According to the alert, “The Joint Commission’s Sentinel Event Database reveals that leadership’s failure to create an effective safety culture is a contributing factor to many types of adverse events – from wrong site surgery to delays in treatment. In addition, through the results of its safety initiatives, The Joint Commission Center for Transforming Healthcare has found inadequate safety culture to be a significant contributing factor to adverse outcomes.”
Prioritizing a Safety Culture
The Joint Commission’s Patient Safety Chapter defines a safety culture as “the product of individual and group beliefs, values, attitudes, perceptions, competencies, and patterns of behavior that determine the organization’s commitment to quality and patient safety.”
Sentinel Event Alert 57 recognizes that a strong safety culture begins with leadership. In a press release from the Joint Commission, Ana Pujols McKee, MD, TJC’s executive vice president and chief medical officer, explains, “Establishing and improving safety culture is just as critical as the time and resources devoted to revenue and financial stability, system integration and productivity–because a lack of safety culture can have serious consequences for patients, staff and other stakeholders.”
Establishing and Improving Safety Culture in Healthcare
Released in advance of Patient Safety Awareness Week (March 12-18, 2017), Sentinel Event Alert 57 provides resources and recommendations to help healthcare organizations — and their leadership — build and continuously improve their safety culture. Namely, TJC recommends that leaders take the following actions to establish and continuously improve their organization’s safety culture:
TJC’s Recommendations for Building a Safety Culture
- Apply a transparent, non-punitive approach to reporting and learning from adverse events, close calls and unsafe conditions.
- Use clear, just, and transparent risk-based processes for recognizing and distinguishing human errors and system errors from unsafe, blameworthy actions
- CEOs and all leaders must adopt and model appropriate behaviors and champion efforts to eradicate intimidating behaviors.
- Establish, enforce and communicate to all team members the policies that support safety culture and the reporting of adverse events, close calls and unsafe conditions.
- Recognize care team members who report adverse events and close calls, who identify unsafe conditions, or who have good suggestions for safety improvements.
- Determine an organizational baseline measure on safety culture performance using a validated tool.
- Analyze safety culture survey results from across the organization to find opportunities for quality and safety improvement.
- Use information from safety assessments and/or surveys to develop and implement unit-based quality and safety improvement initiatives designed to improve the culture of safety.
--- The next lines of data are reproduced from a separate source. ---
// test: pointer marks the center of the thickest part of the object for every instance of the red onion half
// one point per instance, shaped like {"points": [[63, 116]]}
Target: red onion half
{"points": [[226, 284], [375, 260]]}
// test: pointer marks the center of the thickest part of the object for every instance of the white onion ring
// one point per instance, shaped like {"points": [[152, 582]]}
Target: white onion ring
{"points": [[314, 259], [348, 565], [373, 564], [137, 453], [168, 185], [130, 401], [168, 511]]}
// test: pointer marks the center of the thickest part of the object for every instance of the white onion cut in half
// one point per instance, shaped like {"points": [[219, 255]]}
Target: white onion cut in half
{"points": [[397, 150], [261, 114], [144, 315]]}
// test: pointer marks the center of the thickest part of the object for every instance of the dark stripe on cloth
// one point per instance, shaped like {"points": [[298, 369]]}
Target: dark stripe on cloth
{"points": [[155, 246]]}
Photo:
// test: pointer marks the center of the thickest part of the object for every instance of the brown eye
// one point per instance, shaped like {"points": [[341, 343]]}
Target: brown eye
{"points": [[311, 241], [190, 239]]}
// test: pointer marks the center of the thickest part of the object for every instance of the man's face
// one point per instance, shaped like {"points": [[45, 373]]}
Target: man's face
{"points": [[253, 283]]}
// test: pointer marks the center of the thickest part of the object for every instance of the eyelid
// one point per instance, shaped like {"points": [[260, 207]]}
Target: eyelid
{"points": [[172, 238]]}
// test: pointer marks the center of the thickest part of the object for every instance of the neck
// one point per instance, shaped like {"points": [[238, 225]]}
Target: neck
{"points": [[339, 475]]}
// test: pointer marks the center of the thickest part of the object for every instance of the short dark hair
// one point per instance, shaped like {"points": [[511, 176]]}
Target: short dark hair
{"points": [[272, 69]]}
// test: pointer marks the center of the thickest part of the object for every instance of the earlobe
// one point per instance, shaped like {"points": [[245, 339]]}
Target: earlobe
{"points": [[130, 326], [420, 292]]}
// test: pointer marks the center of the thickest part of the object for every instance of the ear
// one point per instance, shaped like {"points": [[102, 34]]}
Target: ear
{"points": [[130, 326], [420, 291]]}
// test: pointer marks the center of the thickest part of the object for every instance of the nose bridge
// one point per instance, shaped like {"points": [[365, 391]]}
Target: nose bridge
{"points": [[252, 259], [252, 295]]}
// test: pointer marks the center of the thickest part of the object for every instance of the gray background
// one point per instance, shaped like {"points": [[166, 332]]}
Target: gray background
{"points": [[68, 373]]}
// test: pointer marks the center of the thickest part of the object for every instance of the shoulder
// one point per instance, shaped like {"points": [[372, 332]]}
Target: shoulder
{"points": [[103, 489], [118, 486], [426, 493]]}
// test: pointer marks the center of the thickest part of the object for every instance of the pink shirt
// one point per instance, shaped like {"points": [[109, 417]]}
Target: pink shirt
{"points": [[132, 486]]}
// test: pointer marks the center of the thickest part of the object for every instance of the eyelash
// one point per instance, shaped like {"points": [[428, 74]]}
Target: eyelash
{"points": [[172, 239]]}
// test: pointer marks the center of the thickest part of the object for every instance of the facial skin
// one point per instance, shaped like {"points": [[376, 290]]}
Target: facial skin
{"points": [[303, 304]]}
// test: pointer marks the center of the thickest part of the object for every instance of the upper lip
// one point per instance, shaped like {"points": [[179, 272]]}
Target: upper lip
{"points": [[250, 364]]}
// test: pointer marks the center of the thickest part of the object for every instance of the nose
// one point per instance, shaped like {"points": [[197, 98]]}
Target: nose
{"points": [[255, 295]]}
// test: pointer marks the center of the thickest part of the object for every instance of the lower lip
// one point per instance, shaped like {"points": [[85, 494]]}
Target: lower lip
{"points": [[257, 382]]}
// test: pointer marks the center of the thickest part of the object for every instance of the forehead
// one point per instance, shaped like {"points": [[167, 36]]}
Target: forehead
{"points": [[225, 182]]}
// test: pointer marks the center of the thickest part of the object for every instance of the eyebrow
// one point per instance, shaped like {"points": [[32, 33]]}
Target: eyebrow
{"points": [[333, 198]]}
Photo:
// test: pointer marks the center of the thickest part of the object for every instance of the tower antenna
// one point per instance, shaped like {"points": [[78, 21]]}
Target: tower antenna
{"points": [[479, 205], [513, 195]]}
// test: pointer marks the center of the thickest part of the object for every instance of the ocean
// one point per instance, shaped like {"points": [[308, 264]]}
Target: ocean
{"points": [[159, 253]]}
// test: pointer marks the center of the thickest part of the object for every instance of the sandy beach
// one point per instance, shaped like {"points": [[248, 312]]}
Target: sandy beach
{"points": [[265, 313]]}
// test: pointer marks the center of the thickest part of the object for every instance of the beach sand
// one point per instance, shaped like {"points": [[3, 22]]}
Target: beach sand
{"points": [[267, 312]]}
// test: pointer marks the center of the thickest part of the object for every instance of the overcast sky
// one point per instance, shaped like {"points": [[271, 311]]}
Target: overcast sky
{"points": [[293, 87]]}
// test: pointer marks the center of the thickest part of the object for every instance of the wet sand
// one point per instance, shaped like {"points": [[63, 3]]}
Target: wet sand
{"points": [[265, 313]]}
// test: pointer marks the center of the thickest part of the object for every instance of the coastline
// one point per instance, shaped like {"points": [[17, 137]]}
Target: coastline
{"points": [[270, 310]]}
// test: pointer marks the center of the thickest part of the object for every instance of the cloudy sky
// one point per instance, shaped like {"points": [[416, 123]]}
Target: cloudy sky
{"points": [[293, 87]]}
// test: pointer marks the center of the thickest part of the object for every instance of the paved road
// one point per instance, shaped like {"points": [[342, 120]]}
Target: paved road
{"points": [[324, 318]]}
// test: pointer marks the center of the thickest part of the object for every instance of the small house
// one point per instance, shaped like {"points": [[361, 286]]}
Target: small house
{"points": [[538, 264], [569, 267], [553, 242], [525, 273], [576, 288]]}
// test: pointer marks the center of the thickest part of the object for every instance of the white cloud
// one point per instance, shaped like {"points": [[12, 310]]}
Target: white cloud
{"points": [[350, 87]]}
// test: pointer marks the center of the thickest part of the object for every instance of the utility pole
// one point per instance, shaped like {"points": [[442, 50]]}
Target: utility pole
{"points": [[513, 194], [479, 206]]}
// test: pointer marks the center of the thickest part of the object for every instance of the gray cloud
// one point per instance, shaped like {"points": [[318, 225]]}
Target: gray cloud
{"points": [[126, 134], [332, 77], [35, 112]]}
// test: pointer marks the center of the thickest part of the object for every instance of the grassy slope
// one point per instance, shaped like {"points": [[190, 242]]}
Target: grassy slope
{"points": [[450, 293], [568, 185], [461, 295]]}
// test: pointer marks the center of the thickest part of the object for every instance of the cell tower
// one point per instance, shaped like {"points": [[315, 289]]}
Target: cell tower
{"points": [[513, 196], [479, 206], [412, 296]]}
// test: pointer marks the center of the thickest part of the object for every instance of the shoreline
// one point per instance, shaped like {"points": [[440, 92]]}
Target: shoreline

- Embed safety culture team training into quality improvement projects and organizational processes to strengthen safety systems.
- Proactively assess system strengths and vulnerabilities and prioritize them for enhancement or improvement.
- Repeat organizational assessment of safety culture every 18 to 24 months to review progress and sustain improvement.
TJC has also created and shared a handy infographic to illustrate these recommendations.
Read More about Sentinel Event Alert 57: The essential role of leadership in developing a culture of safety
- Joint Commission news release: New Sentinel Event Alert on Establishing and Improving Safety Culture in Health Care
- Infographic: 11 Tenets of a Safety Culture
- Full text: Sentinel Event Alert 57: The essential role of leadership in developing a culture of safety
- TJC Patient Safety Systems Chapter for the Hospital program
Has your organization experienced a serious patient safety event? Or do you have concerns about whether your organization truly has a culture of safety? Don’t wait for the next adverse or sentinel event to occur. Equip your organization to make safety your top concern. Contact us for a confidential conversation about your questions and concerns and how a Patient Safety Assessment can help you take ownership of your safety strategies and practices and achieve a culture of safety.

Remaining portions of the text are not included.